好きだからこそ 17
先生らしき人の声が聞こえてなかったのか、藍はオレの事をいっこうに離そうとしない。
「ね…藍…?」
藍との間に腕を入れて、離れようとしたけど、びくともしない。
本当にどうした?藍…。
「オイ、お前ら離れろ。」
ひやぁぁ、やっぱまずいでしょ、藍?
「す、すみません…、」
オレが必死にもがいていると、
「野暮な事言うなよ、宮内。」
ぁ…哲哉さんだ…て事は、校門で会った先生かな?
「愛ちゃん、気にしないで続けてて良いからね。」
続けて_て…、
「テツ、お前な…」
「宮内…相変わらず、頭堅いね。」
頭を胸に押し付けられてるため、全然状況が、把握出来ない。
頭だけで、胸にグリグリともがいていると
「マジで抱きたくなるから、それ止めろ。
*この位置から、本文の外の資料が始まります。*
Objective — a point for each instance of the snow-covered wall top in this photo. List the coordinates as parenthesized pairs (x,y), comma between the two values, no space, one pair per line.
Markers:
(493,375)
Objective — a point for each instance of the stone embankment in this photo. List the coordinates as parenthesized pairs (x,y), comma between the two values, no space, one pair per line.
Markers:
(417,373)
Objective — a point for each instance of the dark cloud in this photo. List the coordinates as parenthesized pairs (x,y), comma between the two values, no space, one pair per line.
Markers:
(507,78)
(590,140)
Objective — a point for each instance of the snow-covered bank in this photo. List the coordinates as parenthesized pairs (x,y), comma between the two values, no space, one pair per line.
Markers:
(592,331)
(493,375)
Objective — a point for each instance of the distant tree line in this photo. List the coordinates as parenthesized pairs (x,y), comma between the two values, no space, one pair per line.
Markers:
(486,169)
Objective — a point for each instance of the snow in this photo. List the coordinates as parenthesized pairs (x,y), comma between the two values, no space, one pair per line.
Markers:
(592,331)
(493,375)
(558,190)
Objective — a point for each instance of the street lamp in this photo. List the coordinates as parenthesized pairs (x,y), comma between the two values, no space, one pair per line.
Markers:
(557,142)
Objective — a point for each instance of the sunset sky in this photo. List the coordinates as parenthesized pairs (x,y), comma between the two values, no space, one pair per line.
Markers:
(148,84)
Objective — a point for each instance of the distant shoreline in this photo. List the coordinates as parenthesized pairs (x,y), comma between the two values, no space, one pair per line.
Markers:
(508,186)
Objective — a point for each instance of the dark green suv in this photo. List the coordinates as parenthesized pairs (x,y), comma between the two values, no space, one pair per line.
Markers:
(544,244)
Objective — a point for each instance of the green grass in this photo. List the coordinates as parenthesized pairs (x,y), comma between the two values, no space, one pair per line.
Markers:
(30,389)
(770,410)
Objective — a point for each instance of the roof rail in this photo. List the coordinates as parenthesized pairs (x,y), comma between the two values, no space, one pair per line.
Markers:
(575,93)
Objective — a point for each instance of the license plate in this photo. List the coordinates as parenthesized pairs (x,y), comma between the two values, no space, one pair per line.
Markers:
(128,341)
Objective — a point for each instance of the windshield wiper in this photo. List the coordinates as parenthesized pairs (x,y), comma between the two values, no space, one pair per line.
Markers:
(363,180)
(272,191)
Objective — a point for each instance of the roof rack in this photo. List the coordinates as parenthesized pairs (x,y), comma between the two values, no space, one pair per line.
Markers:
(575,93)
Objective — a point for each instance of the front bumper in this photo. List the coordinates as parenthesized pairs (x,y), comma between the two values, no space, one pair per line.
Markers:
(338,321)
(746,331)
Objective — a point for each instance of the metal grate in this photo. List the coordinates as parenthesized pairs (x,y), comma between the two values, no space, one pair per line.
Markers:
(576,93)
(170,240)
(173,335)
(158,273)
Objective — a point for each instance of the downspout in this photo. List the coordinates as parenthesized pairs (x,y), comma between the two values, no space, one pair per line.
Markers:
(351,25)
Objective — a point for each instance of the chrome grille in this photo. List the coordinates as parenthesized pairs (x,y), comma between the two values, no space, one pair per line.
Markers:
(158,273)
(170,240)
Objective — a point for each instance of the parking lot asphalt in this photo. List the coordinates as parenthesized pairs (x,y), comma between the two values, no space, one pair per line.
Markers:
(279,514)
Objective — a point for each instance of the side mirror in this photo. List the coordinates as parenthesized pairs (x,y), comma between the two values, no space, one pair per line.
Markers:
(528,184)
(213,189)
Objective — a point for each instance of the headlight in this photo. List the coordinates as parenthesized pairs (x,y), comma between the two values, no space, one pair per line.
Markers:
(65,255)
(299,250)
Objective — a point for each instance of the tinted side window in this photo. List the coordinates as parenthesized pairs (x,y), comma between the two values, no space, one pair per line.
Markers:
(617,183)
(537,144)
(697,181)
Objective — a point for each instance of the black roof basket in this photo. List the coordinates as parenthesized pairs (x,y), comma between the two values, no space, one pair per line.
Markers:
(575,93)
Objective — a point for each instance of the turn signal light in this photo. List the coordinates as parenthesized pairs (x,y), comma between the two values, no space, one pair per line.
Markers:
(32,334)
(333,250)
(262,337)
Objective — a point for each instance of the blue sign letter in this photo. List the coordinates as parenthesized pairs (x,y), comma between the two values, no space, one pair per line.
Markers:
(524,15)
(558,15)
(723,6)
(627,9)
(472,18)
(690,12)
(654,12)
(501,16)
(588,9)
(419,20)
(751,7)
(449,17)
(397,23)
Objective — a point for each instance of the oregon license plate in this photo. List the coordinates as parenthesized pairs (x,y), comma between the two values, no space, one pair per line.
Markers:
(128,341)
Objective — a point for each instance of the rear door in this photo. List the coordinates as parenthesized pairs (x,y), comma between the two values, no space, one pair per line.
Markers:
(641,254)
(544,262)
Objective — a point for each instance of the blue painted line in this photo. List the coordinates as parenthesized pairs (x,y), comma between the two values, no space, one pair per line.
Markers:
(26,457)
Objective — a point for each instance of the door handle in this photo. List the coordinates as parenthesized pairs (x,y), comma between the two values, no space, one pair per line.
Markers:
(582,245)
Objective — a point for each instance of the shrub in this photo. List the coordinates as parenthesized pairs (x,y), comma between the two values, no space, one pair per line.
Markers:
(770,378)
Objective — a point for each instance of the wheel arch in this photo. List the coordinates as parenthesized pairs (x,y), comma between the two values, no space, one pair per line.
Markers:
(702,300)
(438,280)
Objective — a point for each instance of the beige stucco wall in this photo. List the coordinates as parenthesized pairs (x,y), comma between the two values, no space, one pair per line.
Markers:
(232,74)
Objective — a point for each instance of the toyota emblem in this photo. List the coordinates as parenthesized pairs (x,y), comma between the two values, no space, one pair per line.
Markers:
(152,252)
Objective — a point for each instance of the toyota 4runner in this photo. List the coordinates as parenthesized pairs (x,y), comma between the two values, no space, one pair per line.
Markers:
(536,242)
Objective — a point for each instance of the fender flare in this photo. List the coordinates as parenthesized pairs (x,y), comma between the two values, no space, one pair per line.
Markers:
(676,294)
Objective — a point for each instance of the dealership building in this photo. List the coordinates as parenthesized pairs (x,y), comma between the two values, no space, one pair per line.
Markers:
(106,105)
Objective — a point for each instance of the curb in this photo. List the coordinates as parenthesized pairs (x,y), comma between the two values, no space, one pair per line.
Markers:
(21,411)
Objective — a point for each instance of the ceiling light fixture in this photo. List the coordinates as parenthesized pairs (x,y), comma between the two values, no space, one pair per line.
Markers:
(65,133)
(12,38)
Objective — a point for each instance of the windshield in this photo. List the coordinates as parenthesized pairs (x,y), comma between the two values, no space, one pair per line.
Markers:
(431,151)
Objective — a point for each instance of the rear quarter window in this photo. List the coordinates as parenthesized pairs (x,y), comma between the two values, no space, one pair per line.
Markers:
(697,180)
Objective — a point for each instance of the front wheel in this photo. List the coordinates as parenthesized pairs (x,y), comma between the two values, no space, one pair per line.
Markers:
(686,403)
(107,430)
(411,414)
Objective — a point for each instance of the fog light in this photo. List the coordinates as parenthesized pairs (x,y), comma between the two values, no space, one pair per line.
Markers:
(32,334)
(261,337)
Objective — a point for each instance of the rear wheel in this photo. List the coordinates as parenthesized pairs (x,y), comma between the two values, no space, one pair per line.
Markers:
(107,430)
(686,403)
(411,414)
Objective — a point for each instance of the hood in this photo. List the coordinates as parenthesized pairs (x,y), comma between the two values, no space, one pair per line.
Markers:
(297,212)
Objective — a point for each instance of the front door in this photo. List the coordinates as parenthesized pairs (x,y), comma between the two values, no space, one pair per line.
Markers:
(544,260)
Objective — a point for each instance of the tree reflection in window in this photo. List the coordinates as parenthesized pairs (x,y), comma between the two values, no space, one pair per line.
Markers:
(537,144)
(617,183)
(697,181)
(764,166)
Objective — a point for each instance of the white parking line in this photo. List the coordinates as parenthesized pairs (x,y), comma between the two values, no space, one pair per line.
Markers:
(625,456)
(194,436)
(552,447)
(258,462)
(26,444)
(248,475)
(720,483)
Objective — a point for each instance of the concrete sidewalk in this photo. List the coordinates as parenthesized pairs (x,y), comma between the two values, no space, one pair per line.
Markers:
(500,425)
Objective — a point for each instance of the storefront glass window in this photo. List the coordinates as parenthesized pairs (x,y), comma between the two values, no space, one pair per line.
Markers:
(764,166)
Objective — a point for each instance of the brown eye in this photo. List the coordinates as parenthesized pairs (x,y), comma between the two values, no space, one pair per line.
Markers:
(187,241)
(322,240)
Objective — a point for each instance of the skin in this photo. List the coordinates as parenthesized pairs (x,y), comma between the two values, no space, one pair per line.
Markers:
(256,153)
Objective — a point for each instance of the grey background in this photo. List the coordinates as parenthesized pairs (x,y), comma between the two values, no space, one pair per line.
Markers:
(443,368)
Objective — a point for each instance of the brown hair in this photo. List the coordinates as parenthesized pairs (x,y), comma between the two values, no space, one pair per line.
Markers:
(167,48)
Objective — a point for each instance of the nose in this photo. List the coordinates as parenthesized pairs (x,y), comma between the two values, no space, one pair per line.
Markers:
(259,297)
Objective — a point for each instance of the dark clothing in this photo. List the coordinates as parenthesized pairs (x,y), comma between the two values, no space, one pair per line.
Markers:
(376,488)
」
頭を押さえていた手を離してくれたので、藍を見上げると、さっきまでとはうってかわって、切なそうな…今にも泣き出しそうな顔をしていた。
そんな表情にのまれていると、藍が口を開いた。
「…愛は、平気なのかよ。」
「…え?」
「先週の金曜日から、愛に触れてない。おかしくなりそうだった。」
「ぁ…」
ぅ…ズルい…。
そんな…甘えたの瞳で、見つめられたら…
オレだって…もたない…。
「オレも…」て、言いかけた時、藍が一歩早かった。
「さっきオレ…頑張ったなって言ったけど…ホントは、嫌だった。 お前が、オレの腕の中から、どっかに行っちまいそうで…。」
「…藍? オレ…どこにも行かないよ?」
オレは、今日、
藍の傍に居られなくてもいい、
藍に対するみんなの誤解を解きたい
そう思って、ここに来た。
でも…でも、それは違った。
「これからも、ずっと傍に居たいから頑張ったんだ。」
「…愛。」
ほんのり紅い目許と濡れた瞳、艶のある唇が近づいてきて…
ああ…このまま、奪われちゃってもいいかな?なんて…
ウォホンッ!
誰かの咳払いが…
「テツ。今のは邪魔して良かったよな?」
「そうだね。ここには、ベッドも無いしね。」
危ない…流されるところだった。
「名残惜しいかもしれないけど、そろそろ…、」
哲哉さんが、申し訳無さそうに呟いた。
そうだよね。お昼休みも、そろそろ終わるだろうし…。
そう思って、藍を見上げると、藍も漸く身体を離してくれた。
「愛?」
「ん?」
藍は、オレの指に指を絡めてきた。
離れたくないとでも言うように。
「今晩、電話する。大事な話があるから。」
「ぁ…オレも! 話したい事、いっぱいある…!」
藍は、クスッと笑うと「そうだね。」と、呟いた。
そこへ終わりを告げる予鈴が_。
「ぁ…あの…これだけ…」
藍は、優しく小首を傾げて、オレが話しやすいように待ってくれてる。
「黒髪も素敵だったけど…やっぱり、その髪と瞳が好き。オレの天使みたい。」
「なっ…!」
ボンッと音がするんじゃないか?と思うくらい、一瞬で顔が赤くなった藍。
「ぉ…女でも口説いてんのかよ。馬鹿言って無いで、早く帰れよ。」
「ぅ…うん…。」
うーん。藍の赤くなるポイントが、いまだにわからない。